On this appeal from a judgment on grant of new trial, the burden of showing that no prejudice had in fact resulted to the plaintiffs rests upon the appellant. Middleton v. Kansas City Public Service Co., 348 Mo. 107, 152 S.W.2d 154, 158 [1-4] (1941). The appellants would contend that the post-trial affidavits of Conte and Teevan that they were not affected in their verdict by the possibility that Phoenix Mutual Insurance Company may have had an interest in the case or because they were insured in that company — in the absence of countervailing evidence- — conclusively proves that plaintiffs were not prejudiced toy the voir dire irregularity. The trial court was by no means bound by the contents of the affidavits, however, and could, and upon consideration of them did, give them no heed. Woodworth v. Kansas City Public Service Co., 274 S.W.2d 264, 271 [4-7] (Mo.1955).

The appellant is in no position to disparage the order for new trial, since the order which the court undertakes to correct was of his own making.

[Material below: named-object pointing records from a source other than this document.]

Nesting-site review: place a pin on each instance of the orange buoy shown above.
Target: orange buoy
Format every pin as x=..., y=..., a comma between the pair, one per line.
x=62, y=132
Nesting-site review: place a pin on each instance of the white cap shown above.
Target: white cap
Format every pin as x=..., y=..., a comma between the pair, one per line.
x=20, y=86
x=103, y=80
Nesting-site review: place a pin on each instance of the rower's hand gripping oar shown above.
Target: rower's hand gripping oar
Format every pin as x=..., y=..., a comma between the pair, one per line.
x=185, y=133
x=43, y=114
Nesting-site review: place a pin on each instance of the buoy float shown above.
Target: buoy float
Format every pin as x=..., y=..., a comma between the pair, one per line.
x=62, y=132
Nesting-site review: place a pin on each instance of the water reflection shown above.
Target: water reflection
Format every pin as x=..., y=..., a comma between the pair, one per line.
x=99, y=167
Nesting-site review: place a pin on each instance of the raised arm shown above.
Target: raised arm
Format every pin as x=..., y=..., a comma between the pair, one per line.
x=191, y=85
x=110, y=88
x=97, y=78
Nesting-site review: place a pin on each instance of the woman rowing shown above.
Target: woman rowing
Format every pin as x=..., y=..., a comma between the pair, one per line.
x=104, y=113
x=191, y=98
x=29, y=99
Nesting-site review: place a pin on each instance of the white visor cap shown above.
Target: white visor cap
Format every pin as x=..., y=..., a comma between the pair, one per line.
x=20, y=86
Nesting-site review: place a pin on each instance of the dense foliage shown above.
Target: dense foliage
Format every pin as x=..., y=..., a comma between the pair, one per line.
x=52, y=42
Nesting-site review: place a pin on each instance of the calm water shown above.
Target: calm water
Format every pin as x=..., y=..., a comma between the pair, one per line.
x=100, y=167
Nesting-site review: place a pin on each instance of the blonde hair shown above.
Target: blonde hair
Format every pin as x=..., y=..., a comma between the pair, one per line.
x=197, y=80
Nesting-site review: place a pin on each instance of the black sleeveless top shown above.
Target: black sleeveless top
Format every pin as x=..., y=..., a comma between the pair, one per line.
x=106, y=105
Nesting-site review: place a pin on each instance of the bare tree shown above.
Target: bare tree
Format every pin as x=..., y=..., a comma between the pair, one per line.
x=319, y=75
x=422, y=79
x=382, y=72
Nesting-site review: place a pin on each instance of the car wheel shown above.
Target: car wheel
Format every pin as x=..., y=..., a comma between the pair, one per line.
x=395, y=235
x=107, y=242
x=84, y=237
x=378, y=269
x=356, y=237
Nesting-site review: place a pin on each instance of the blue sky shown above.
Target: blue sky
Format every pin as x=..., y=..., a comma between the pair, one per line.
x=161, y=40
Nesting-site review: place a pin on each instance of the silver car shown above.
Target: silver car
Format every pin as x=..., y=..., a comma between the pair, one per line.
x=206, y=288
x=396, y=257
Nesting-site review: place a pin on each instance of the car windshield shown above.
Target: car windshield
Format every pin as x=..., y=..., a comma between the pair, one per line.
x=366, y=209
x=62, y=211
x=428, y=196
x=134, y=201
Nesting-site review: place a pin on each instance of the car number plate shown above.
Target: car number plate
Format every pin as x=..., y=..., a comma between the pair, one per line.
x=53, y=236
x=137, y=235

After counsel for plaintiff, Mr. Popham, had identified the Phoenix Insurance Company to the panel for the purpose of determining interest, an unidentified juror asked whether that was the Phoenix Mutual, to which counsel replied that he did not know, but would make inquiry. At that point, in the presence of the jury, the defendant himself spoke out: “I’m sure it is, Mr. Pop-ham.” The confusion which the new trial order corrects results from this contretemps. For thereafter, counsel for plaintiff proceeded on the assumption that the true identity of the insurer was Phoenix Mutual, as declared by defendant himself, and undertook to question further accordingly, but was precluded by the trial court who was reassured by counsel for defendant that Phoenix Insurance Company, as originally disclosed, was actually the insurer in interest. The denial by the trial court of the later request of counsel for plaintiff for clarification of the identity of the insurer actually in interest is the error which the new trial corrects, and it is an error which stems directly from the in-termeddling of the defendant.

The appellant next contends that Kendall v. Prudential Insurance Company, 327 S.W.2d 174 (Mo.banc 1959) precludes *829a party who has not exhausted his peremptory challenges from complaining of the denial of a challenge for cause. The decision in Kendall, while citing authority to the effect that this rule of waiver obtains in most jurisdictions, specifically declined to rule the issue on basis of failure to use available peremptory challenges [1. c. 178], we are bound, rather, by the principal of Theobald v. St. Louis Transit Co., 191 Mo. 395, 90 S.W. 354 (1905) [1. c. 361] : “If error appears in the ruling of the court on a challenge for cause, that question should be decided wholly independent of any consideration of whether the party litigant had or had not exhausted his peremptory challenges [Any other] ruling imposes a burden upon the party aggrieved which he ought not to be compelled to bear, and reverses the theory of our system of jurisprudence that error is prejudicial, unless the party in whose favor the error is committed shows that it was harmless error.”

The judgment is affirmed.

All concur.

. Emphasis supplied.

. Emphasis supplied.

. [We need not decide whether, under this rule, a beneficiary of an employment group policy, presumably by certificate, stands in the position of a policyholder.]